Over the past several years, as more and more of these stories are captured in horrific detail, I’ve been much more intentional about reading things by authors of color, and learning how much our current culture and economic disparities were shaped by slavery; I’ve been listening to black leaders who are working for justice; examining my own privilege; and growing increasingly unsettled by the rhetoric of our political field, that seems to just amp up further every time there’s an incident.
And after these recent killings– murders that seem like a wave of some new evil but are really just the latest ebb of an ancient tide– I’m leaning less towards “be patient and politely ask for change,” and more towards… well, burn it all down. Because how can we ask folks to work within a system that does not work for them?
I’m not advocating for violence. And I know that some of these recent fires have maybe been started by white supremacists, trying to push the crowd of peaceful protesters towards all-out war. But I am taking a step back from the comfort of my white, middle-class, fairly sheltered existence and recognizing that the fires are not just chaos and aimless destruction. They are not just random acts of vandalism. They are the living embodiment of grief and rage. Real, raw, and age-old anguish, finally at an ignition point that cannot be contained. They are echoes of the Civil Rights movement, when noise and protest and chaos did finally, finally gather enough momentum to make some change.
And on this day of Pentecost, when people of faith gather to worship– however remotely– and celebrate the day when the flame of the Holy Spirit came to life among them, I wonder if us white Christians will sit here and comfortably condemn the fire again… without recognizing all the ways we’ve fanned the flame.
The story of Pentecost is one of the most mysterious in a sacred text that is full of mystery. A mighty rushing wind, a fire that burned overhead seeming to come from nowhere… “What does all of this mean?” asked the baffled crowd as the Spirit blew and burned around them. They couldn’t understand it– but suddenly, somehow, they could understand each other. They could hear and see other in ways they never could before. They could miraculously understand words spoken in foreign languages.

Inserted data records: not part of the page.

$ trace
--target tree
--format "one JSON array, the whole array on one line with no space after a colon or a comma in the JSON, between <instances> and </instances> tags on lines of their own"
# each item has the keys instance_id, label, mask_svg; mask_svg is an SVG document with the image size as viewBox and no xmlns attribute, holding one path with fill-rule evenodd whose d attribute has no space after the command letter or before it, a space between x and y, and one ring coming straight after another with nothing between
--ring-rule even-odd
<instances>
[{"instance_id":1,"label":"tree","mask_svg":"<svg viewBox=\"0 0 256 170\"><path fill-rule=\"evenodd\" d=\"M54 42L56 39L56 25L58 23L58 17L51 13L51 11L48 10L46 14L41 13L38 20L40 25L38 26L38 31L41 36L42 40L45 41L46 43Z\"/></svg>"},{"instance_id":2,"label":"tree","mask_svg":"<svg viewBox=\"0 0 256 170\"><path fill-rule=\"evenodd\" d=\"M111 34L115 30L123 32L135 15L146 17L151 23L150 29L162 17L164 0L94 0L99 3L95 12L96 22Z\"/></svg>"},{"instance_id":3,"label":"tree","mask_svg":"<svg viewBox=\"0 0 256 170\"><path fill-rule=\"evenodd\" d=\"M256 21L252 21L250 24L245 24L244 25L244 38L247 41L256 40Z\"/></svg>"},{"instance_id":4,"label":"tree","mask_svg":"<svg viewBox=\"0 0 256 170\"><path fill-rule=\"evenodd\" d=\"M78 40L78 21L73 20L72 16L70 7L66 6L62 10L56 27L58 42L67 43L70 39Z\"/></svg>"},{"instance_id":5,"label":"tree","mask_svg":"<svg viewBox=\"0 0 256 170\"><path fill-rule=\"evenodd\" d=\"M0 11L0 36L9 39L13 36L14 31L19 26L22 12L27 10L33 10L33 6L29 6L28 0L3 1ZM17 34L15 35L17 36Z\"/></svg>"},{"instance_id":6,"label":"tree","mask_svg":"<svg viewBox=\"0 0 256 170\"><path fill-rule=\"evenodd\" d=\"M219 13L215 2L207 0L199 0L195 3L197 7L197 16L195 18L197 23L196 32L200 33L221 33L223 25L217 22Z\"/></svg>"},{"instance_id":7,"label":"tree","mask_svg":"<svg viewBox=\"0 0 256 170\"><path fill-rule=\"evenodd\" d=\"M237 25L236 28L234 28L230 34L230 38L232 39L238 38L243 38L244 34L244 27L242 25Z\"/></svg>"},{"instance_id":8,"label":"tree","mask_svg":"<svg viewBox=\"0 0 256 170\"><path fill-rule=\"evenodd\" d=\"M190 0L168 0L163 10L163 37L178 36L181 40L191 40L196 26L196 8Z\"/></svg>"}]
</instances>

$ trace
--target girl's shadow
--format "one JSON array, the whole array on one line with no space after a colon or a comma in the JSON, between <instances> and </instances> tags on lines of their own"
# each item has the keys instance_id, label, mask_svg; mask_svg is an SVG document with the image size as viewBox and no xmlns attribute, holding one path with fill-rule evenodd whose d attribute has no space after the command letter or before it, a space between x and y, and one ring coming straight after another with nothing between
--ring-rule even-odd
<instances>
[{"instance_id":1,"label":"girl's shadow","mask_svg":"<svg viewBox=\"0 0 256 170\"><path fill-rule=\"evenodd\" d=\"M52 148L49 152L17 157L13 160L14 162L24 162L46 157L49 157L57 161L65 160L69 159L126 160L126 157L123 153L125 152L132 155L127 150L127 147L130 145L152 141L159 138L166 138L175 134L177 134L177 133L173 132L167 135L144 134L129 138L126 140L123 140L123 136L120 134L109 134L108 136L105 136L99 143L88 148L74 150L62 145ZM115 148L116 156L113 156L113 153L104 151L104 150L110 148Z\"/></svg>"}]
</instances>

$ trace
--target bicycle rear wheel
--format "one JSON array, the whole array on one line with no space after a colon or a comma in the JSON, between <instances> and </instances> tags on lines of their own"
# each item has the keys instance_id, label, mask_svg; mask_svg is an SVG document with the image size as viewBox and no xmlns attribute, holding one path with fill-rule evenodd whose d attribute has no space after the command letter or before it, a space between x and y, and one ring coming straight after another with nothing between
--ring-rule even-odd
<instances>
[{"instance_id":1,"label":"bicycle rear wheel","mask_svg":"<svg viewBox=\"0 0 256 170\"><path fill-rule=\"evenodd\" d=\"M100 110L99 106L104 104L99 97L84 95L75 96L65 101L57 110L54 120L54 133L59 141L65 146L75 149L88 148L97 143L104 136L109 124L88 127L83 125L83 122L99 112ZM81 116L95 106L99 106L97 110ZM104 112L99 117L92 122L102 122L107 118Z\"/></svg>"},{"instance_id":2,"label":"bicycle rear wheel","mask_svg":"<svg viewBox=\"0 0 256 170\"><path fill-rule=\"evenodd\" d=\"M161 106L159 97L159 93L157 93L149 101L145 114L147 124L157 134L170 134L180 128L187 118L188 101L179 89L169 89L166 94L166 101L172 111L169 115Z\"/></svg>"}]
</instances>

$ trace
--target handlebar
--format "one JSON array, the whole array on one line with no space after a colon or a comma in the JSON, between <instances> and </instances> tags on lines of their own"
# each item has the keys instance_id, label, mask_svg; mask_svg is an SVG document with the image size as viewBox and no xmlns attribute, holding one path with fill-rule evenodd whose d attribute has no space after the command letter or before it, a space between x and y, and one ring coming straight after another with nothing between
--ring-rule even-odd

If fire can do that, then we need more fire.
What we’ve seen in recent days is not just fire and destruction. We’ve also seen fellow police officers speak out, condemning the killing of George Floyd. We’ve seen white people make a wall to protect protesters, and black people make a wall to protect police. (Is this ever complicated…) We’ve seen people working together to clean up their communities after a night of riots. Maybe there is something in this confounding paradox that sounds like hope.
Sometimes that Spirit fire burns in a community as a blaze of love or compassion; sometimes it burns as excitement or a worshipful energy that everyone experiences at once. Sometimes it is joy. But sometimes, what fire needs to do is literally burn something away and make room for new life. It needs to burn down centuries-old, death-dealing systems so that new ones can emerge. It needs to burn as righteous anger as white Christians feel the pain of our black siblings, for the death of their children, for the fear that they walk in daily. Maybe we need a little holy fire and thunder, to be able to hear and understand them when they speak that language of pain and suffering to which we’ve so long covered our ears. Maybe something needs to move among us and within us, in order to move US– out of our places of safety, and into action and the movement of change.
For years, we’ve taken part in institutions that contribute to inequality. Maybe we’ve voted for candidates that enact racist policies; or shopped at businesses that harm communities of color; or failed to expose ourselves to diverse voices; failed to teach our children a just history of their country; failed to name our own privilege. In whatever ways we have been complicit in these crimes, one thing is certain– if we have fanned the flames, we cannot condemn the fire now.
Maybe we need to just repent– and then let it burn.